What's wrong with XOR encryption?
The problem with XOR encryption is that for long runs of the same characters, it is very easy to see the password. Such long runs are most commonly spaces in text files. Say your password is 8 chars, and the text file has 16 spaces in some line (for example, in the middle of ASCII-graphics table). If you just XOR that with your password, you'll see that output will have repeating sequences of characters. The attacker would just look for any such, try to guess the character in the original file (space would be the first candidate to try), and derive the length of the password from length of repeating groups.
Binary files can be even worse as they often contain repeating sequences of 0x00
bytes. Obviously, XORing with those is no-op, so your password will be visible in plain text in the output! An example of a very common binary format that has long sequences of nulls is .doc
.
I concur with Pavel Minaev's explanation of XOR's weaknesses. For those who are interested, here's a basic overview of the standard algorithm used to break the trivial XOR encryption in a few minutes:
Determine how long the key is. This is done by XORing the encrypted data with itself shifted various numbers of places, and examining how many bytes are the same.
If the bytes that are equal are greater than a certain percentage (6% according to Bruce Schneier's Applied Cryptography second edition), then you have shifted the data by a multiple of the keylength. By finding the smallest amount of shifting that results in a large amount of equal bytes, you find the keylength.

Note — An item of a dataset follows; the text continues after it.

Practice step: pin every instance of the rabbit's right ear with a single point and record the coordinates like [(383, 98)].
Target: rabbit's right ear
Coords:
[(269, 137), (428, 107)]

Shift the cipher text by the keylength, and XOR against itself. This removes the key and leaves you with the plaintext XORed with the plaintext shifted the length of the key. There should be enough plaintext to determine the message content.
Read more at Encryption Matters, Part 1
XOR encryption can be reasonably* strong if the following conditions are met:
- The plain text and the password are about the same length.
- The password is not reused for encrypting more than one message.
- The password cannot be guessed, IE by dictionary or other mathematical means. In practice this means the bits are randomized.
*Reasonably strong meaning it cannot be broken by trivial, mathematical means, as in GeneQ's post. It is still no stronger than your password.